Canton family pressing on after fire destroys their home
By Canton CitizenBy Kathy Anderson
It all took place in just a few horrifying minutes, but a two-alarm electrical fire that nearly destroyed a Canton home on Tuesday, February 16, did not destroy its occupants’ spirit of survival and gratitude.
At approximately 10:11 a.m. that snowy day, the Canton Fire Department responded to a call from a fire box near the burning residence at 63 Trayer Road. Molly Notkin and her 18-year-old son Mike were home while an HVAC repairman was working on the family’s furnace.
“We were hearing odd noises, and in the course of walking around the house we heard a ‘pop’ and all of the fire alarms went off in the house,” Molly said. “Mike and I were trying to see where the fire was, then we saw a couch on the first floor on fire but we couldn’t find the fire extinguisher.”
Molly, Mike and the repairman ran from the house and Molly pulled the fire box alarm at the side of the road. Although the house was built in 1978, fire box technology has been used for 150 years and according to the Canton Fire Department, is still one of the quickest ways to summon the department. Molly then called the Fire Department from her cell phone, but they were already on their way.
“The call was a two-alarm fire, which we responded with two engines and a ladder truck,” said CFD Captain Andy Morgan. “Because the smoke had risen into the attic, we received mutual aid from the Stoughton, Norwood and Sharon Fire Departments with two more engines and a ladder.”
While the family escaped unharmed, they lost practically all their belongings, including their beloved 18-year-old cat Patches. By the time the fire department arrived, the home was engulfed in smoke, flames were disgorging from a first-floor window, and Molly said she couldn’t see any part of the house from the street.
“The firefighters told me that overall the fire was very, very hot and it blew out some of the windows,” Molly said. Although the firefighters were able to extinguish the flames, there was little that could be salvaged. Patches was found asphyxiated under one of the upstairs beds.
Seeing the Notkins outside in the blustery, snow-covered street, one of the family’s neighbors, Richard Woods, brought out coats and blankets to keep them warm.
While the damage to the house is still being assessed, the Notkins — Molly, her husband Rick, Canton High School senior Mike and his older brother Matt, a student at Roger Williams University, are staying with friends in Canton.
“We will be signing a lease on a rental house in Canton this week,” Molly said. “We’ve been so fortunate to have good friends to stay with, and since we are an interfaith family, our synagogue, Temple Beth David, and the United Church of Christ, are holding a joint ‘shower’ for us so we can have some things for our new home.”
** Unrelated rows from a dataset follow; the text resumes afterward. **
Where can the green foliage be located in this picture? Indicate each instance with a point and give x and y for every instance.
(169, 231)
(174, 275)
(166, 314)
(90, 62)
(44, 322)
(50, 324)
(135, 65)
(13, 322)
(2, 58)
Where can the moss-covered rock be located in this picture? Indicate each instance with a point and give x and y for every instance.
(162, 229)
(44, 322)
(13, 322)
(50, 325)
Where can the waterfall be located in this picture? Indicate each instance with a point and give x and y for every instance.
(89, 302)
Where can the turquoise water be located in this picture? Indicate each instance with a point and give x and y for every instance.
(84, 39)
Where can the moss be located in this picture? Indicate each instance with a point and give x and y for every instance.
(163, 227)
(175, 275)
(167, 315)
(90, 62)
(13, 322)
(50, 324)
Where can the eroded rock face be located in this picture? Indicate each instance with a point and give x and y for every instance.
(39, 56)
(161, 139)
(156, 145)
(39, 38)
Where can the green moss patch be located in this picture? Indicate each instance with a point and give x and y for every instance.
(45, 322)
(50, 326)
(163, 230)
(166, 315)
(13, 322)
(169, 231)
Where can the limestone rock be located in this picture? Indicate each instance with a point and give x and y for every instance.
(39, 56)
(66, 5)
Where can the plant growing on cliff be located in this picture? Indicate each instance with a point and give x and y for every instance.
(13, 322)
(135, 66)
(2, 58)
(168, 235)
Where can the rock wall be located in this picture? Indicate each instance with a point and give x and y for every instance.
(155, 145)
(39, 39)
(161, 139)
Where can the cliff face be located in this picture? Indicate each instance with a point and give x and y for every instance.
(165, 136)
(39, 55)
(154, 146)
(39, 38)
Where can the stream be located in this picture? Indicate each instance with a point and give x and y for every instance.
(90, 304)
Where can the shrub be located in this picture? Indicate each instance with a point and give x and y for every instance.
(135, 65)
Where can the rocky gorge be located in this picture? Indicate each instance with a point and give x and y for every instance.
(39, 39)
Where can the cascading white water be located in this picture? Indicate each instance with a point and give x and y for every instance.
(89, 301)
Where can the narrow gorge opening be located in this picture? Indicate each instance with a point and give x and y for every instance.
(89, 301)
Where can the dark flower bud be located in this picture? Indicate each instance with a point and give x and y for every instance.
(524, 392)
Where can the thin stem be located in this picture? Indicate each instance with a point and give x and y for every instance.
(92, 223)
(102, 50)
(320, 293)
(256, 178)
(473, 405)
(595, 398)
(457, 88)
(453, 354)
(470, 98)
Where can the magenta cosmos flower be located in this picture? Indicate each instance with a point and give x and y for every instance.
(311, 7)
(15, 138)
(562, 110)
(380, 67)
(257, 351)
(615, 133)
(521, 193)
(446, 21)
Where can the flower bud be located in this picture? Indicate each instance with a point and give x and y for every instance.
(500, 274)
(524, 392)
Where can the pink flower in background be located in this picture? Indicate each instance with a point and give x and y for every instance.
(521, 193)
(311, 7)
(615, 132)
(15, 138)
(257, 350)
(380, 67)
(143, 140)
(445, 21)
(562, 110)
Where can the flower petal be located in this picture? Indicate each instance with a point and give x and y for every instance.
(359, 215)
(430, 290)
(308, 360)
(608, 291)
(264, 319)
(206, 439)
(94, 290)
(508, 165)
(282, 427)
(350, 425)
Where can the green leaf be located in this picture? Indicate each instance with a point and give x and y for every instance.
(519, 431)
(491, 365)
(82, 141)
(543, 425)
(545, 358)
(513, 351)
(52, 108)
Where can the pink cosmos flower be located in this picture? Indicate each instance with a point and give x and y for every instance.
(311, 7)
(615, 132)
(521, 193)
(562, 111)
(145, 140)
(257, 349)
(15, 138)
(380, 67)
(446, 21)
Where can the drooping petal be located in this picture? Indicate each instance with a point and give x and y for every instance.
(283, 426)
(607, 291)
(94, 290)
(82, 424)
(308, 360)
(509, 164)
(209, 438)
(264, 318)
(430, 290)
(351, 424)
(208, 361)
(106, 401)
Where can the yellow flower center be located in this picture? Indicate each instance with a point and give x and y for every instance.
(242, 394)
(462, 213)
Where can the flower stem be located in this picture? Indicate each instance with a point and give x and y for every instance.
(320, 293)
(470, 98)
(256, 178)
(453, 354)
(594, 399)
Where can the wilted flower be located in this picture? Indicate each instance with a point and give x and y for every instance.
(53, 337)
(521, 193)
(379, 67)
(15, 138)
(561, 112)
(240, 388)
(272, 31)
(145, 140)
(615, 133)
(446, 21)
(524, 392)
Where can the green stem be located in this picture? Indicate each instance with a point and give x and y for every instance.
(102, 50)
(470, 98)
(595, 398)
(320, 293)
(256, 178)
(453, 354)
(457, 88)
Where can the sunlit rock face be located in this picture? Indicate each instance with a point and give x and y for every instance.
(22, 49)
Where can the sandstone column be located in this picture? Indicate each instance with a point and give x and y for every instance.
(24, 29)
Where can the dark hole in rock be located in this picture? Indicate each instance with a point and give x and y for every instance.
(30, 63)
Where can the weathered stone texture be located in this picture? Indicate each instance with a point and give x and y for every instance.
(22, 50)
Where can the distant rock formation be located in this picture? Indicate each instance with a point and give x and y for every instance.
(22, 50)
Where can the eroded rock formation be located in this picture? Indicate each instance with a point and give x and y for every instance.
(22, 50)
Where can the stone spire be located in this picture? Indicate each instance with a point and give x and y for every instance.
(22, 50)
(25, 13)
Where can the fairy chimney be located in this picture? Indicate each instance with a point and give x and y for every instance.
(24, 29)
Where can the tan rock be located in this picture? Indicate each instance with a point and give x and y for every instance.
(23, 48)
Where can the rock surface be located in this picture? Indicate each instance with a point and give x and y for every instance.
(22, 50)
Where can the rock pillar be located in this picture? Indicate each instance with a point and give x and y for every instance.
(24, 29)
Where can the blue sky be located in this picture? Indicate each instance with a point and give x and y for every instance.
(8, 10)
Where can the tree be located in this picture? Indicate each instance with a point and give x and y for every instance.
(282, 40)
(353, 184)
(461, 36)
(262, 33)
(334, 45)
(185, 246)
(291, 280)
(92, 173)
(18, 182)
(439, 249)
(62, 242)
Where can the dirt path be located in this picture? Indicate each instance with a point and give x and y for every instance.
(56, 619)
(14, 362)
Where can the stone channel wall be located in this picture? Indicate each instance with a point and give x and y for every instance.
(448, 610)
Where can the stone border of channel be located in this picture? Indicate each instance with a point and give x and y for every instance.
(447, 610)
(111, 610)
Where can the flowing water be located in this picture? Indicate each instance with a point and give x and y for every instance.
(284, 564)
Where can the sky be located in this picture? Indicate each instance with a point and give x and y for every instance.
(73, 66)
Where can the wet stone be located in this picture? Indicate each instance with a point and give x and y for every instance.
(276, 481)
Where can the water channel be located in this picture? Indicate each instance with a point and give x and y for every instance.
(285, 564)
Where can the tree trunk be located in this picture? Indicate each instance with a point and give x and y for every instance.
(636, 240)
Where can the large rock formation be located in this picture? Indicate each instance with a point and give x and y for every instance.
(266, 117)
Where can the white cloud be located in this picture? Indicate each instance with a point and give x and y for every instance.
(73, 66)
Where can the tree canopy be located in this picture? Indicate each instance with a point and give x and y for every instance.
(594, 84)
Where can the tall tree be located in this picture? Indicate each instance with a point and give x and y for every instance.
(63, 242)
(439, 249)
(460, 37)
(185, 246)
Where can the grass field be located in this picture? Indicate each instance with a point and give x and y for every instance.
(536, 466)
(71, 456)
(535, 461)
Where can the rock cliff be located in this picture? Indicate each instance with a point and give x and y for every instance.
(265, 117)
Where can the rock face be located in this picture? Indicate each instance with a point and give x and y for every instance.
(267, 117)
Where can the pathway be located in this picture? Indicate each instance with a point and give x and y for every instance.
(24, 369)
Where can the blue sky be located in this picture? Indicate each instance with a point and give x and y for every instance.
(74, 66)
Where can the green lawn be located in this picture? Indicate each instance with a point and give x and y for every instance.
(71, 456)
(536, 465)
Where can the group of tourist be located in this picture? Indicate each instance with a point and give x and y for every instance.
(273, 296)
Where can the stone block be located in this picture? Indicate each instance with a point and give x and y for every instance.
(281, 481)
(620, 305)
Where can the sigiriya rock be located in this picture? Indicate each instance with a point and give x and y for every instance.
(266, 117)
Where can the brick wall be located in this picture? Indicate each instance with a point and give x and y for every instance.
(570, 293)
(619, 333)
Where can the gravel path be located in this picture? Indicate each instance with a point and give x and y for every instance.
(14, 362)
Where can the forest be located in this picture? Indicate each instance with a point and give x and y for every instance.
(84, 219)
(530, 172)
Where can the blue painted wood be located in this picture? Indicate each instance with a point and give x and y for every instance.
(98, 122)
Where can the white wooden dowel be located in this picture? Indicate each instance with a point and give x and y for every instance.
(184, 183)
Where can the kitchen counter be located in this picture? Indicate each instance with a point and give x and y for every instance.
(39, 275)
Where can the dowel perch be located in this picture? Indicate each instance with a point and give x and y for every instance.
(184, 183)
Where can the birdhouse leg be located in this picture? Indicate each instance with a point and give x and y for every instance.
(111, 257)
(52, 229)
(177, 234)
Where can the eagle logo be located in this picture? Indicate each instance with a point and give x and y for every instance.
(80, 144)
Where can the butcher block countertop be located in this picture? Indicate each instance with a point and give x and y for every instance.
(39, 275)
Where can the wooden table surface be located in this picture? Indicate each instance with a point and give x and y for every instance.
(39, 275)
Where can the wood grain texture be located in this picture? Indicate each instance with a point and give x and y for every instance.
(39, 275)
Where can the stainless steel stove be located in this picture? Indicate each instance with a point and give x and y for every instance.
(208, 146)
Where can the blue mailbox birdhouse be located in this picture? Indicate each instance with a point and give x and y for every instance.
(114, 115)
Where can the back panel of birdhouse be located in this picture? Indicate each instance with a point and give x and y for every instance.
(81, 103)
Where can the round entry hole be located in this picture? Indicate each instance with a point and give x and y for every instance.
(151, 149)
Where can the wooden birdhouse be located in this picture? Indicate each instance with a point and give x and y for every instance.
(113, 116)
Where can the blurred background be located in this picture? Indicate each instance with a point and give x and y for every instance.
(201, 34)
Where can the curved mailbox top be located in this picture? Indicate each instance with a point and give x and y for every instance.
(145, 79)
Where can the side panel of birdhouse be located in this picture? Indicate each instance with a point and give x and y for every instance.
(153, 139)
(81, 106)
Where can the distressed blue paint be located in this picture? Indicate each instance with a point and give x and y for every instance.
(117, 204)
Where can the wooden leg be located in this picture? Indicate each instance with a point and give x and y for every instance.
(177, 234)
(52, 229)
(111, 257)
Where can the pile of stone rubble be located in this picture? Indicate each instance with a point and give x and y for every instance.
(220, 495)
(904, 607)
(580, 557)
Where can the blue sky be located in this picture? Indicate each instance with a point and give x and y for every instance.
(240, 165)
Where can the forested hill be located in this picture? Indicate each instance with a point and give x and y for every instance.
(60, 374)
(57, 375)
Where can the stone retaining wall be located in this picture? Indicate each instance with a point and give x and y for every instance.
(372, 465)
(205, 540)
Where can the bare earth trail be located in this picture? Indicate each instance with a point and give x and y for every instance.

“People say to us how horrible it was,” Rick said, “and it was, but we are alive and safe. It’s like that line in the movie Finding Nemo, ‘Just keep swimming, just keep swimming.’”
Deputy Fire Chief Scott Johnson said the cause of the fire is still under investigation, but in the meantime the Notkin family has poured their energy into forging a new start.
“It is so unreal,” Molly said. “There are tons and tons of stuff for us to do, but so many people have offered to help and the outpouring from the community has been overwhelming.”